Per anni ha insegnato Storia Moderna alla Scuola Normale di Pisa. Quando è entrata nella sua vita la storia?

È difficile dirlo. Non immaginavo di fare questo mestiere. Sono nato fra l’occupazione tedesca e la Liberazione e ho sentito il racconto delle memorie familiari e ho vissuto quell’accesissima passione politica. Poi ho letto molto. All’inizio pensavo di specializzarmi in letteratura, filosofia, ma ho trovato dei docenti che hanno cambiato il mio sguardo. È stato come entrare in una bottega cercando di seguire la scuola dell’artigiano più bravo. La storia è trasmissione di passione e curiosità, ma anche trasmissione di un mestiere. L’artigiano più bravo, che sa insegnare meglio, forma studenti appassionati. Da lì nasce anche il confronto con altre botteghe artigiane: si costruisce un dialogo con altri artigiani che scavano nella conoscenza gallerie simili o differenti, nello stesso o in altri Paesi…

Lei arrivava da un mondo contadino, umile.

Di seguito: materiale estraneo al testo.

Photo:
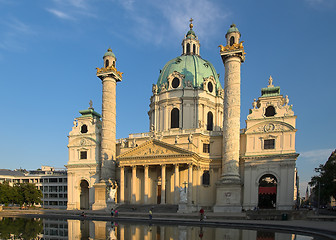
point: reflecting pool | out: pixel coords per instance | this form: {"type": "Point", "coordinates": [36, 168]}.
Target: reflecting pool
{"type": "Point", "coordinates": [29, 228]}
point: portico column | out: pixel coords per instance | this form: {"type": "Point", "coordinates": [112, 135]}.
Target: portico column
{"type": "Point", "coordinates": [122, 184]}
{"type": "Point", "coordinates": [190, 166]}
{"type": "Point", "coordinates": [176, 184]}
{"type": "Point", "coordinates": [163, 184]}
{"type": "Point", "coordinates": [146, 184]}
{"type": "Point", "coordinates": [133, 192]}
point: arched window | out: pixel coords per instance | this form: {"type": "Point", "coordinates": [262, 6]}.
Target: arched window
{"type": "Point", "coordinates": [267, 191]}
{"type": "Point", "coordinates": [231, 40]}
{"type": "Point", "coordinates": [210, 87]}
{"type": "Point", "coordinates": [270, 111]}
{"type": "Point", "coordinates": [175, 118]}
{"type": "Point", "coordinates": [84, 129]}
{"type": "Point", "coordinates": [84, 194]}
{"type": "Point", "coordinates": [188, 48]}
{"type": "Point", "coordinates": [206, 178]}
{"type": "Point", "coordinates": [210, 121]}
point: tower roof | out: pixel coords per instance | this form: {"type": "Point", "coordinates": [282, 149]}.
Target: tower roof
{"type": "Point", "coordinates": [232, 28]}
{"type": "Point", "coordinates": [109, 53]}
{"type": "Point", "coordinates": [270, 90]}
{"type": "Point", "coordinates": [191, 32]}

La Normale fu il punto di partenza del suo riscatto?

È stato un incidente di percorso. Volevo fare l’università, perchè prima avevo fatto la scuola media e il liceo classico. È stata un’esperienza importante perchè la Normale, rispetto alle altre università, era differente. Si arrivava a 18 anni, si sceglieva un tema di specializzazione e bisognava preparare una relazione. Preparavamo gli esami come impegno secondario, perchè quello principale era mettere alla prova la nostra capacità di fare ricerca. Un modello straordinariamente positivo.

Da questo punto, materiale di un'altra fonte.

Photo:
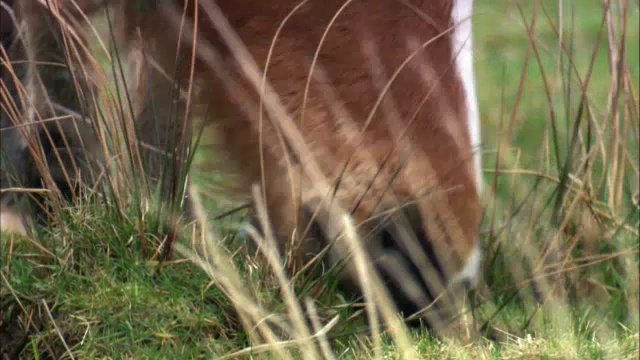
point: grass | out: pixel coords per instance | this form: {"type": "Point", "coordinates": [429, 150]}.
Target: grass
{"type": "Point", "coordinates": [561, 173]}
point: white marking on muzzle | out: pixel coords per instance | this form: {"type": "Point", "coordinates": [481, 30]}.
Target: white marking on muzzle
{"type": "Point", "coordinates": [463, 50]}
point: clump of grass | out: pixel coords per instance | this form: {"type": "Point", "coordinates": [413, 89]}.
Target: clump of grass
{"type": "Point", "coordinates": [561, 228]}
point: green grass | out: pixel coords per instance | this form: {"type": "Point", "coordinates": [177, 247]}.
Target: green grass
{"type": "Point", "coordinates": [101, 284]}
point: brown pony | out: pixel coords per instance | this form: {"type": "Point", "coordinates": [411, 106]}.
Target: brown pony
{"type": "Point", "coordinates": [365, 108]}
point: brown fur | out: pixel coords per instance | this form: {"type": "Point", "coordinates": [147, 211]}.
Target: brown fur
{"type": "Point", "coordinates": [417, 135]}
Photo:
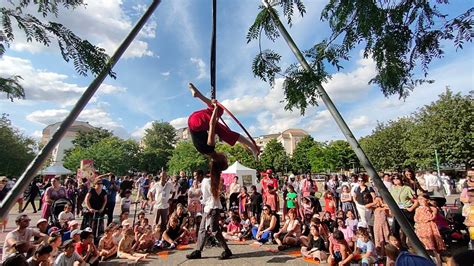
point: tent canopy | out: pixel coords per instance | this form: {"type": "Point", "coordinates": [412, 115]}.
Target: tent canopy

Sembra una favola del passato. Luigi Ambrosio, rettore della Normale, ha denunciato una crescente estrazione sociale degli studenti. L’ascensore sociale si è definitivamente rotto?

Non credo, francamente. Stimo molto il rettore, ma penso che il tema dell’ascensore sociale non riguardi tanto chi arrivi in un’università di qualità, ma coloro che frequentano scuole non all’altezza della loro funzione. Oramai ci sono università in città dove non c’è una tradizione di studio, mancano biblioteche e laboratori, o peggio ancora ci si laurea con collegamenti a distanza. In Italia ci sono università ovunque e, se si nasce in città medie, ci si trova di fronte università di stampo cittadino. Questo non ha favorito la qualità delle stesse università e degli studi.

Possedere un sapere è una conquista del passato?

Chi vuole ascendere socialmente non percorre più la via degli studi come si faceva nella società contadina. Il possesso di un titolo di studi – per la mia generazione – era fondamentale. Significava avere capacità di leggere, capire, trasmettere. Oggi ci sono percorsi più rapidi, la Normale si è limitata ai pochi, mentre i molti non finiscono neppure l’università perchè, nel frattempo, trovano situazioni o lavori più semplici per vivere. Il sapere è stato scoraggiato da tutti, anche dalle autorità politiche. Si è detto: non perdete tempo, il vostro tempo è prezioso, impadronitevi di un mestiere. Ci ritroviamo così un tempo senza speranza che ha incentivato le migliori intelligenze alla più totale passività. Un delitto.